Глеб тоже посмотрел на Горобец. Евгения Игоревна слушала Возчикова, низко опустив голову и обхватив руками колени, — не столько слушала, сколько пережидала поток пустопорожней болтовни, фонтаном бивший из человека, которому, похоже, давно было не с кем перекинуться словом.

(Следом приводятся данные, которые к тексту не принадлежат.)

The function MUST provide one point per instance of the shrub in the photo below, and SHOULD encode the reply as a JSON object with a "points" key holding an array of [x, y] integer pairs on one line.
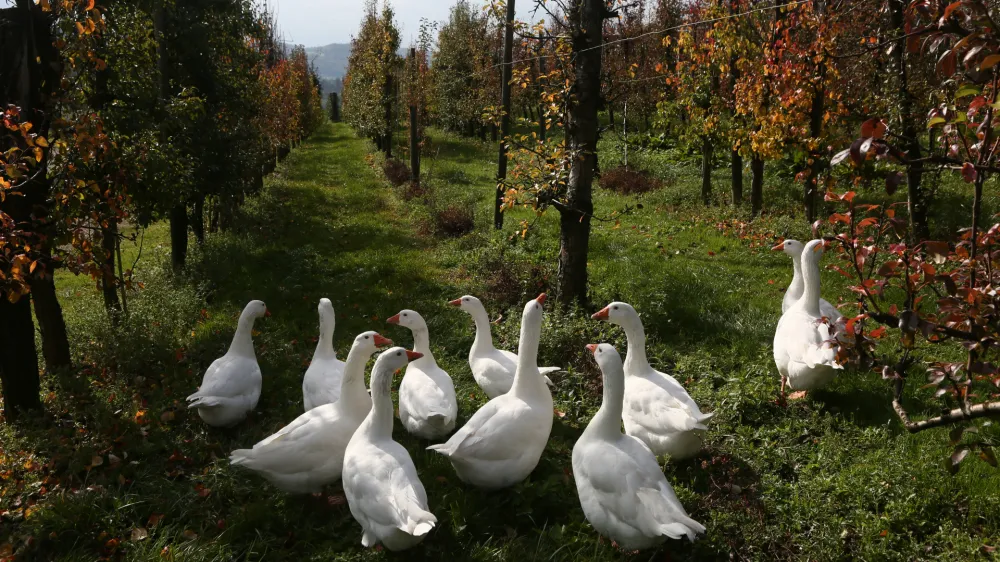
{"points": [[396, 172], [454, 220], [628, 182], [508, 275]]}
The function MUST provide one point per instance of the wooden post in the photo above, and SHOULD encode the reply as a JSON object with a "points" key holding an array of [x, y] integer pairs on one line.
{"points": [[541, 106], [334, 107], [414, 147], [508, 55]]}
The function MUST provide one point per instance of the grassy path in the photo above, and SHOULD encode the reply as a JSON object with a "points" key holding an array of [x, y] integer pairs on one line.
{"points": [[120, 469]]}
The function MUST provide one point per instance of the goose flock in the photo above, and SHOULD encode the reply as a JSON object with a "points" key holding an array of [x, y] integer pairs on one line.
{"points": [[345, 433]]}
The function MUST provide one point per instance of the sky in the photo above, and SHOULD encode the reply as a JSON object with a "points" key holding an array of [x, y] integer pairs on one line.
{"points": [[314, 23]]}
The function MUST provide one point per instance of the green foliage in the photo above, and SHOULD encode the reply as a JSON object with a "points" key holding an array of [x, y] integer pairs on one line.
{"points": [[368, 90], [464, 82], [832, 477]]}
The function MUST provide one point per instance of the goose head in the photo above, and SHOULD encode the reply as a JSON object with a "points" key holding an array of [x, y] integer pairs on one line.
{"points": [[616, 313], [468, 303], [793, 248], [606, 355], [408, 319], [369, 342], [390, 361], [813, 251], [326, 314], [254, 310]]}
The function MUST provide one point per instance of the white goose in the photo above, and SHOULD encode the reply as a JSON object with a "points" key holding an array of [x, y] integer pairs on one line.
{"points": [[622, 490], [793, 248], [308, 453], [803, 351], [427, 403], [502, 442], [657, 411], [321, 384], [492, 368], [381, 484], [231, 385]]}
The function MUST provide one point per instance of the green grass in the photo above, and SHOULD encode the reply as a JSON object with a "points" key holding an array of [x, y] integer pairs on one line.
{"points": [[833, 477]]}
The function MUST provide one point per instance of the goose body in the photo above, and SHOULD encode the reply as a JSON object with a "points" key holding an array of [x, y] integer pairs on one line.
{"points": [[803, 351], [427, 403], [230, 388], [795, 289], [492, 368], [308, 453], [657, 410], [321, 383], [503, 441], [622, 490], [380, 481]]}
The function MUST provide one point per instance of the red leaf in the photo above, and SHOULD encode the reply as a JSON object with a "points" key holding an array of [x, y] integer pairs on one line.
{"points": [[969, 172]]}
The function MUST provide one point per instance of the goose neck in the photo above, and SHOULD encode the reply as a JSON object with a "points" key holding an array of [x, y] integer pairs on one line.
{"points": [[352, 385], [795, 287], [607, 420], [380, 417], [636, 350], [324, 346], [810, 296], [242, 343], [484, 335], [527, 379], [422, 341]]}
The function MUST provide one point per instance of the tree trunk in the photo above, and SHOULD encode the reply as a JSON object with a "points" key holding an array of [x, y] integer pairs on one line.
{"points": [[18, 359], [178, 235], [109, 283], [582, 125], [737, 166], [414, 146], [55, 341], [387, 139], [916, 198], [198, 219], [541, 106], [506, 76], [756, 185], [706, 169]]}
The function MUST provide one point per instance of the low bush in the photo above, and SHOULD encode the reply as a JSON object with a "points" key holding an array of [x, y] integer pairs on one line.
{"points": [[454, 220], [396, 172], [624, 181], [413, 190]]}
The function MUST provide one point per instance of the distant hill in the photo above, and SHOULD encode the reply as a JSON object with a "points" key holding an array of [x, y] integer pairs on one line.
{"points": [[331, 60]]}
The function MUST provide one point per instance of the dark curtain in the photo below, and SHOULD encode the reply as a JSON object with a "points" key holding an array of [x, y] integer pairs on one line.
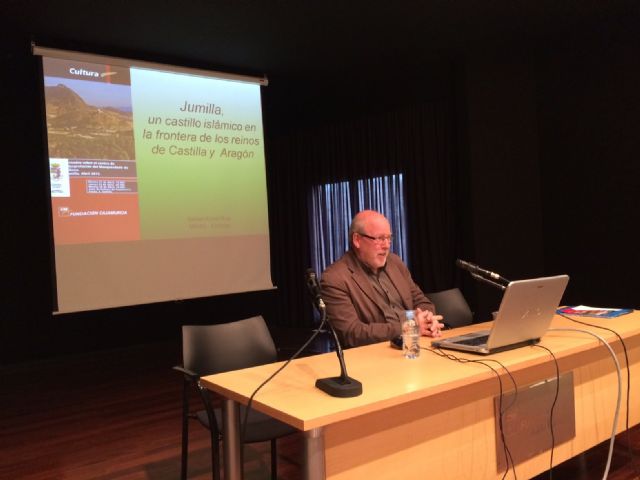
{"points": [[417, 141]]}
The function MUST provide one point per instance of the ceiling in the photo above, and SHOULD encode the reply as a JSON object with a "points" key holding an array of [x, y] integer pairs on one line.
{"points": [[328, 47]]}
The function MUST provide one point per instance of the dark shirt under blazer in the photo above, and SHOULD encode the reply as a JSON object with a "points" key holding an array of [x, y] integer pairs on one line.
{"points": [[356, 310]]}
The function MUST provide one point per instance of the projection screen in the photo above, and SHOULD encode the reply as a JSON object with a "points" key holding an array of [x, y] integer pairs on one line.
{"points": [[158, 183]]}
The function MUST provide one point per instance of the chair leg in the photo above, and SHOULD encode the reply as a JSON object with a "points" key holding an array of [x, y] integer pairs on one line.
{"points": [[185, 431], [215, 455], [274, 460]]}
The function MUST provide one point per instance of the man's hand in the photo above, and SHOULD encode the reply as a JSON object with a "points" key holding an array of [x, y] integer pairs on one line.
{"points": [[430, 325]]}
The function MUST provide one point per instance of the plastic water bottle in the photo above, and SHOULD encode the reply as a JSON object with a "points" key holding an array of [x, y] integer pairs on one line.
{"points": [[410, 335]]}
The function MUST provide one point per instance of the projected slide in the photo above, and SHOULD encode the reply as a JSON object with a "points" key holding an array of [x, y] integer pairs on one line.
{"points": [[158, 182], [144, 154]]}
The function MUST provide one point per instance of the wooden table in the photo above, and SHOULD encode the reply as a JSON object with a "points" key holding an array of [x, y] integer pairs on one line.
{"points": [[431, 416]]}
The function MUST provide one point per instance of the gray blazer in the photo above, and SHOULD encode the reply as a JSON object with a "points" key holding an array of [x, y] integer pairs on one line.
{"points": [[352, 305]]}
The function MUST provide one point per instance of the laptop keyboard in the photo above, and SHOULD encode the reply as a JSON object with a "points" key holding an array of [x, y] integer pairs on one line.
{"points": [[481, 340]]}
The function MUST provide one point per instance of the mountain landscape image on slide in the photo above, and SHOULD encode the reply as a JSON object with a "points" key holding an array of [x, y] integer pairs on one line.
{"points": [[79, 130]]}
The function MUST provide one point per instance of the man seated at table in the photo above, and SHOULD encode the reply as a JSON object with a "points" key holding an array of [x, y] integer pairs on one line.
{"points": [[368, 289]]}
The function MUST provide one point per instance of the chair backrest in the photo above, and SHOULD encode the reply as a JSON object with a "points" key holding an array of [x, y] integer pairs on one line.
{"points": [[452, 306], [209, 349]]}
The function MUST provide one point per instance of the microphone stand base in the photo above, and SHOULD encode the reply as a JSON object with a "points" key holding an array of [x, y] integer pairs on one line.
{"points": [[343, 387]]}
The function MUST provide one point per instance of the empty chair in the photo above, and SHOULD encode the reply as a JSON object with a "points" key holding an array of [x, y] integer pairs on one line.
{"points": [[210, 349], [452, 306]]}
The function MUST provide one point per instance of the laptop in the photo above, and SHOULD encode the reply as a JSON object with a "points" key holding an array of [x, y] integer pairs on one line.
{"points": [[525, 314]]}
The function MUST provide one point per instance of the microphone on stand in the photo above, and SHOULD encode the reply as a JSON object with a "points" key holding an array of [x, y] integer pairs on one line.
{"points": [[483, 275], [488, 281], [342, 386]]}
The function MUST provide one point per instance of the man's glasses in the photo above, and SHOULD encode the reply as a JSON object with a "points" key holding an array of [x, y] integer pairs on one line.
{"points": [[377, 240]]}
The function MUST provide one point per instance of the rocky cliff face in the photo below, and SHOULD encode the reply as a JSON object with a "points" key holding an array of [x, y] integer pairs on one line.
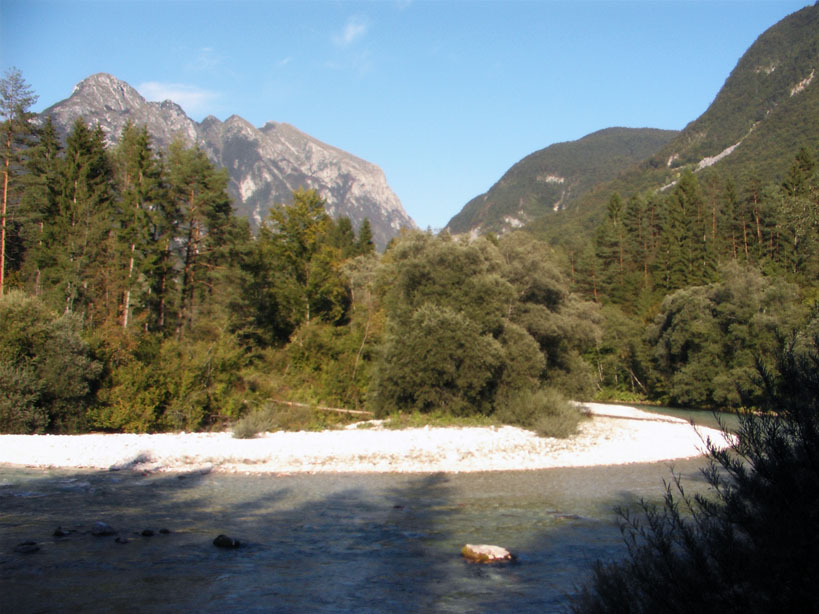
{"points": [[265, 164]]}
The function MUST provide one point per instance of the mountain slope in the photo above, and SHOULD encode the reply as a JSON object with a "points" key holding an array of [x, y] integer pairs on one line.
{"points": [[265, 165], [550, 179], [767, 109]]}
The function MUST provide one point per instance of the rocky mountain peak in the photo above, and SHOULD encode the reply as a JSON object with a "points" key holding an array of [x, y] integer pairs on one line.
{"points": [[265, 165]]}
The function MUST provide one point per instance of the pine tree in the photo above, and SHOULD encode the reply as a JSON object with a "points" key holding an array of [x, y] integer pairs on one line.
{"points": [[364, 242], [78, 235], [202, 211], [16, 97], [141, 190], [40, 203]]}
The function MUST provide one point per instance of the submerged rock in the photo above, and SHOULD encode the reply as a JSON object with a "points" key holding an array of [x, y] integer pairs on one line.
{"points": [[27, 547], [102, 529], [223, 541], [485, 554]]}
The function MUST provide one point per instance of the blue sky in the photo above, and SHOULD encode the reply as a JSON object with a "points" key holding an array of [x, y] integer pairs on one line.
{"points": [[444, 96]]}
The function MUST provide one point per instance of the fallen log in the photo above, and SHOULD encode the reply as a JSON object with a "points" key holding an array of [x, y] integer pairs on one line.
{"points": [[357, 412]]}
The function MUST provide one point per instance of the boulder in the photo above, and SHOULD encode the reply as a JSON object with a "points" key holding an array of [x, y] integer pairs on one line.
{"points": [[28, 547], [102, 529], [485, 554]]}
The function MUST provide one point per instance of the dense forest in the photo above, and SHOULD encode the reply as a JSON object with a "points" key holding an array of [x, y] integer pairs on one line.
{"points": [[133, 299]]}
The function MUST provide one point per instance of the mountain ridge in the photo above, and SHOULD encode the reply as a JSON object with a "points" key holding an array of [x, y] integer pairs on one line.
{"points": [[551, 178], [265, 164]]}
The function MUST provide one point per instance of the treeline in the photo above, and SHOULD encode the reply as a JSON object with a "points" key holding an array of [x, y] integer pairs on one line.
{"points": [[699, 282], [134, 300]]}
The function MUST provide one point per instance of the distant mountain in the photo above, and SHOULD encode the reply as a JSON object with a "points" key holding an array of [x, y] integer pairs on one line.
{"points": [[549, 180], [765, 112], [265, 164], [767, 109]]}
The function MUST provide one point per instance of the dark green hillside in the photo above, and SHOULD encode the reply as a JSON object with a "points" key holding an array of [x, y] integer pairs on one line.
{"points": [[767, 109], [550, 179]]}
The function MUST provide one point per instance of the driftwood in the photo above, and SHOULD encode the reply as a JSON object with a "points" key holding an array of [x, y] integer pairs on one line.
{"points": [[357, 412]]}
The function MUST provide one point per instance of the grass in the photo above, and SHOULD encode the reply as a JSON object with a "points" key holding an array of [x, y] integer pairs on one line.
{"points": [[279, 417], [546, 412]]}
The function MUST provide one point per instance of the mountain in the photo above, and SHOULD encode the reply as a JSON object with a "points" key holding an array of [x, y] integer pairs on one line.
{"points": [[767, 109], [549, 180], [265, 164]]}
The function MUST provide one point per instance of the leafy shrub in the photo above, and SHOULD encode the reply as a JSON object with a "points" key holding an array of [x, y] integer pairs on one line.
{"points": [[186, 384], [751, 545], [545, 411], [48, 377], [281, 417]]}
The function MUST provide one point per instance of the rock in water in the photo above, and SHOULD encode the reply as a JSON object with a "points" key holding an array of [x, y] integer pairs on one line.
{"points": [[485, 554], [223, 541], [102, 529], [28, 547]]}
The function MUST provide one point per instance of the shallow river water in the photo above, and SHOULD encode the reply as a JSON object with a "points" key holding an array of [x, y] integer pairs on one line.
{"points": [[312, 543]]}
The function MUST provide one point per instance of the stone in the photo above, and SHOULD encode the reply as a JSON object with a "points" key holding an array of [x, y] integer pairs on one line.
{"points": [[102, 529], [485, 553], [223, 541], [27, 547]]}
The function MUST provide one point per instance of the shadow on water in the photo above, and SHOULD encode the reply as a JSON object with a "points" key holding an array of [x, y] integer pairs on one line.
{"points": [[319, 543]]}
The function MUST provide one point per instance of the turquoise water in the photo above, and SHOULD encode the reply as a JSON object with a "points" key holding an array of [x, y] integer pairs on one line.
{"points": [[702, 417], [312, 543]]}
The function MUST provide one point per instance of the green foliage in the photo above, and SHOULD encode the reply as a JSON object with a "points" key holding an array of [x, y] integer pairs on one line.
{"points": [[557, 175], [48, 376], [471, 323], [278, 417], [748, 546], [186, 385], [545, 411], [706, 340], [439, 359]]}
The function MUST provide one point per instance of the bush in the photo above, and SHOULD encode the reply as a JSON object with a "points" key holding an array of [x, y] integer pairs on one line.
{"points": [[282, 417], [752, 546], [48, 377], [545, 411]]}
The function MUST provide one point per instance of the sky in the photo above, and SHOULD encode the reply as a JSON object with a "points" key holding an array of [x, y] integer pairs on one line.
{"points": [[444, 96]]}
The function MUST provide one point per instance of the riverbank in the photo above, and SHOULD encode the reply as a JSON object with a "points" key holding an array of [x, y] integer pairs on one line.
{"points": [[614, 435]]}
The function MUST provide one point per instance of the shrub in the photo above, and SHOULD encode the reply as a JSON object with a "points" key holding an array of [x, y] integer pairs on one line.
{"points": [[279, 417], [752, 546], [48, 378], [545, 411]]}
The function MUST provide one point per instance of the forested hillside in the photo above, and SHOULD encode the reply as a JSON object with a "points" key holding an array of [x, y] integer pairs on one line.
{"points": [[134, 300], [553, 178], [764, 113]]}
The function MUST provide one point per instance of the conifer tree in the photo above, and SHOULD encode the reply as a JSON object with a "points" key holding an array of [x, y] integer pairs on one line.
{"points": [[78, 235], [202, 213], [140, 191], [16, 97], [40, 202], [364, 242]]}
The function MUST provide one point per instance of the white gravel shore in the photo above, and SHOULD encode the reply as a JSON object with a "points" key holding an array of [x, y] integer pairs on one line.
{"points": [[615, 435]]}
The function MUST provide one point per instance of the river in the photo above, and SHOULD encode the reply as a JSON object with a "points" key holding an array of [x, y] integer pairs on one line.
{"points": [[317, 543]]}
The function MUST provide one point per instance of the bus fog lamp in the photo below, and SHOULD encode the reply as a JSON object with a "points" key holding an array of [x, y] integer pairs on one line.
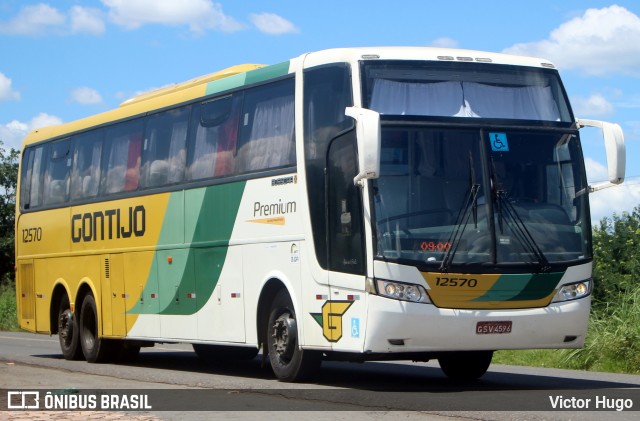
{"points": [[573, 291], [402, 291]]}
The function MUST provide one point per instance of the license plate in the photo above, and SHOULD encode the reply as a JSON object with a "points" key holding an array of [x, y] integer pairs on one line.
{"points": [[487, 328]]}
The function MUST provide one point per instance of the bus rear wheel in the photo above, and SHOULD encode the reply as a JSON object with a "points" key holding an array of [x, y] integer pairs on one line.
{"points": [[94, 348], [68, 331], [288, 361], [466, 365]]}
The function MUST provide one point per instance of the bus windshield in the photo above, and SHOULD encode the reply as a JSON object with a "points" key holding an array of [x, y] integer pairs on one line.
{"points": [[460, 196], [464, 90]]}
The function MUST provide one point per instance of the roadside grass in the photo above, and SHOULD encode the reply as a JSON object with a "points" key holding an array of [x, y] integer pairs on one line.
{"points": [[612, 344], [8, 317]]}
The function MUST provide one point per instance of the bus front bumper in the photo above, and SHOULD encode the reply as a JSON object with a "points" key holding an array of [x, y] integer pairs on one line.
{"points": [[399, 326]]}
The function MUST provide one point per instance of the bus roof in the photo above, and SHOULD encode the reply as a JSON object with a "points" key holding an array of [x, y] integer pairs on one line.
{"points": [[421, 53], [249, 73]]}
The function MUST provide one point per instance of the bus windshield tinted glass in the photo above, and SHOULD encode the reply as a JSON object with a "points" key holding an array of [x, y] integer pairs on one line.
{"points": [[464, 90], [451, 197]]}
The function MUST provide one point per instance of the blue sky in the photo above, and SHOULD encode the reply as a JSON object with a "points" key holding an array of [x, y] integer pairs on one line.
{"points": [[67, 59]]}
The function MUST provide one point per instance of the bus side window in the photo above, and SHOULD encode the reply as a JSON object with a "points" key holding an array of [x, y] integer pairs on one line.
{"points": [[164, 151], [85, 175], [267, 136], [121, 158], [56, 179], [213, 138]]}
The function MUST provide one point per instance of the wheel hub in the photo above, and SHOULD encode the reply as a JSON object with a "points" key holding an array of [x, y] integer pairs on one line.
{"points": [[284, 336], [65, 325]]}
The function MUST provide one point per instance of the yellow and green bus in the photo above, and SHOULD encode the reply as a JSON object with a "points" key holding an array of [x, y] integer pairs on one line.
{"points": [[353, 204]]}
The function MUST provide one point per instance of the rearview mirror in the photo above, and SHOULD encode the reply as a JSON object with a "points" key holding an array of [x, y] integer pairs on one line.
{"points": [[615, 150], [368, 135]]}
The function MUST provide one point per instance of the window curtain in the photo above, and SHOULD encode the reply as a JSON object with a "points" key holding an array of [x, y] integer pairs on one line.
{"points": [[464, 99]]}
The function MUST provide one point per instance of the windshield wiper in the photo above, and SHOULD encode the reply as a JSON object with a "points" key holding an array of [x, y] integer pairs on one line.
{"points": [[522, 234], [469, 208]]}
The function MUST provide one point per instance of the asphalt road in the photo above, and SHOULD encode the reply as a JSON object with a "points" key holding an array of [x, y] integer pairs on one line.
{"points": [[245, 390]]}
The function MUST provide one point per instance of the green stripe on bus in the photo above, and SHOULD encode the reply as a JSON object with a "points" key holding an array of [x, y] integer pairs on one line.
{"points": [[186, 277], [268, 72], [522, 287], [253, 76]]}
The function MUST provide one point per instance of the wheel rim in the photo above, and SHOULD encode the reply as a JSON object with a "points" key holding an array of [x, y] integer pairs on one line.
{"points": [[284, 337], [88, 330], [65, 327]]}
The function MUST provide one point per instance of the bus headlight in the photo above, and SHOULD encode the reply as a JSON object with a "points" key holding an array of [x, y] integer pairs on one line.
{"points": [[401, 291], [573, 291]]}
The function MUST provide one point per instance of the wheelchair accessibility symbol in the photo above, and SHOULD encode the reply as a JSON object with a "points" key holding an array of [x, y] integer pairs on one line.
{"points": [[355, 328], [499, 142]]}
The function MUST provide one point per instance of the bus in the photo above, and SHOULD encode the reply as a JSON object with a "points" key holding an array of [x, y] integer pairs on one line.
{"points": [[349, 204]]}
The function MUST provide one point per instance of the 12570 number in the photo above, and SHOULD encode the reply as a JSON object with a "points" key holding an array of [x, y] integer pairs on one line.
{"points": [[456, 282], [29, 235]]}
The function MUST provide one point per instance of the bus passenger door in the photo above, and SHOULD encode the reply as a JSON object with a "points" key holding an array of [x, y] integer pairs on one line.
{"points": [[345, 323]]}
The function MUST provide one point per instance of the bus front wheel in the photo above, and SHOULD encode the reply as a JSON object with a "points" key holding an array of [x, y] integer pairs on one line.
{"points": [[289, 362], [467, 365], [68, 331], [94, 348]]}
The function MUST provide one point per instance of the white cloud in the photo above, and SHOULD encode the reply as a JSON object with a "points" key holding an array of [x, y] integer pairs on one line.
{"points": [[43, 19], [272, 24], [34, 19], [616, 199], [6, 91], [600, 41], [13, 132], [86, 96], [198, 15], [444, 42], [595, 170], [595, 105], [86, 20]]}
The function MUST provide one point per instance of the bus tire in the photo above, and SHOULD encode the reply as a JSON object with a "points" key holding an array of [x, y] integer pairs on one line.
{"points": [[68, 331], [216, 353], [94, 348], [466, 365], [289, 362]]}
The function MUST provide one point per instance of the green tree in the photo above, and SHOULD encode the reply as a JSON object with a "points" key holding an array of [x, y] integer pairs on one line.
{"points": [[616, 243], [8, 181]]}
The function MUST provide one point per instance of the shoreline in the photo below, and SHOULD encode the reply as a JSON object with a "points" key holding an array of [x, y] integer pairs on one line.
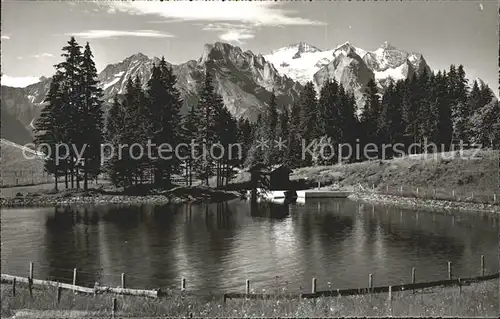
{"points": [[424, 204]]}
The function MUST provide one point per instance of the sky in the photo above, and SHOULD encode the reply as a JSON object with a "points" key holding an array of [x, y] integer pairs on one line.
{"points": [[445, 32]]}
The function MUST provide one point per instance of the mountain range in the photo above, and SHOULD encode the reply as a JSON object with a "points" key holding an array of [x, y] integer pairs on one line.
{"points": [[244, 79]]}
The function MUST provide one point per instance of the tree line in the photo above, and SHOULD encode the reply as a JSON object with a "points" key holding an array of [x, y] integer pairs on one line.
{"points": [[437, 107]]}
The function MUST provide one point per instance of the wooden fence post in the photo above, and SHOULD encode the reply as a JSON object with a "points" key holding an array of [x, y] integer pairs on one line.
{"points": [[482, 265], [114, 307], [59, 289], [32, 269], [74, 277], [123, 280], [183, 284], [413, 277]]}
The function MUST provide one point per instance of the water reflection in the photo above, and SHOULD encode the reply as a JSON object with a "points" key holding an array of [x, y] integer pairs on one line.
{"points": [[217, 246]]}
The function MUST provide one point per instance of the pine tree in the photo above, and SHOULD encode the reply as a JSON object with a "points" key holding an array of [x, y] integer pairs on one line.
{"points": [[70, 74], [245, 137], [163, 120], [113, 123], [371, 113], [308, 130], [206, 109], [486, 95], [443, 106], [460, 109], [485, 126], [330, 115], [294, 154], [271, 122], [190, 126]]}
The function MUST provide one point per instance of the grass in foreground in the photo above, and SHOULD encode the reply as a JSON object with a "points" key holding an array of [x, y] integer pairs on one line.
{"points": [[475, 300]]}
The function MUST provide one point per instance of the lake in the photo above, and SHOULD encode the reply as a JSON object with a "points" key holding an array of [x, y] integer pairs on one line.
{"points": [[216, 247]]}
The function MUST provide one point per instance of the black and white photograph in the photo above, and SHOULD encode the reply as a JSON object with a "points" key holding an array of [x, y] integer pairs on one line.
{"points": [[250, 159]]}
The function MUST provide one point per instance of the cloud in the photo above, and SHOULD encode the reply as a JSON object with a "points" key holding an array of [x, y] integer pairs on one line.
{"points": [[18, 81], [235, 36], [255, 13], [102, 34], [43, 55]]}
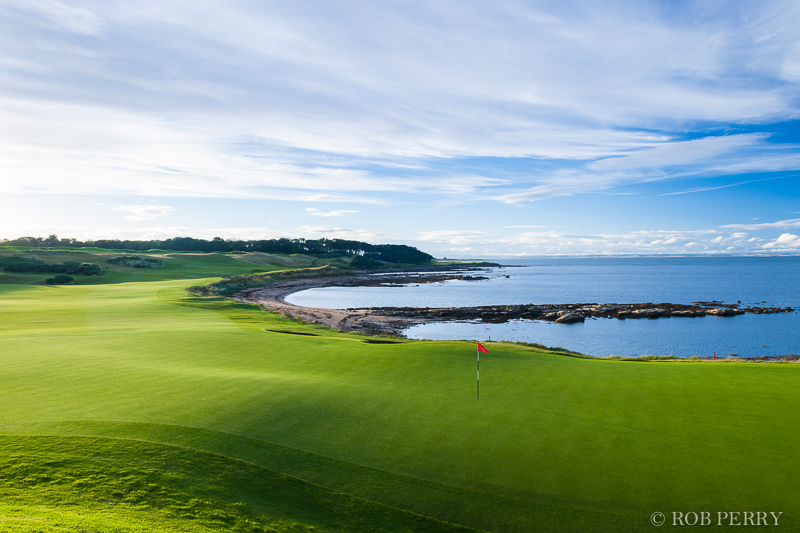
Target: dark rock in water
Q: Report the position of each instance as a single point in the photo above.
(570, 318)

— Итак, — продолжал Возчиков, — мы высадились в каком-то заброшенном поселке, с некоторым трудом отыскали проводника и двинулись к месту назначения. Проводник, должен заметить, оказался пренеприятнейшим типом. Глупый, грязный, пропитой насквозь и чрезвычайно болтливый тип, он всю дорогу развлекал нас какими-то местными легендами самого мрачного свойства — что-то про тигров-людоедов, про переселение душ и про людей, которые исчезали один за другим, пока поселок окончательно не обезлюдел…
— Не надо пересказывать легенды, — попросил Глеб, — тем более что мы их тоже слышали.
— А! — воскликнул Возчиков. — Так вы тоже прибегли к услугам этого человека? Где же он? Сбежал от вас так же, как и от нас?
— Убит, — сказал Тянитолкай. — Правда, убит во время побега.
— А…
— Не нами, — предвосхитив вопрос, буркнул Тянитолкай. — Только не спрашивай кем. Это мы у тебя хотим спросить — кем.
— Понятно, — упавшим голосом произнес Возчиков. — Глупо было надеяться, что он угомонится… Но я все-таки надеялся, верил…
— Да хватит! — неожиданно взорвался Тянитолкай. — Хватит уже туману напускать! Дело говори, не тяни кота за яйца!
Возчиков вздрогнул от этого окрика и сделал странный жест, как будто хотел прикрыть голову ладонями. «А ему здорово досталось, — подумал Глеб, заметив это характерное движение. — И досталось явно не от зверей…»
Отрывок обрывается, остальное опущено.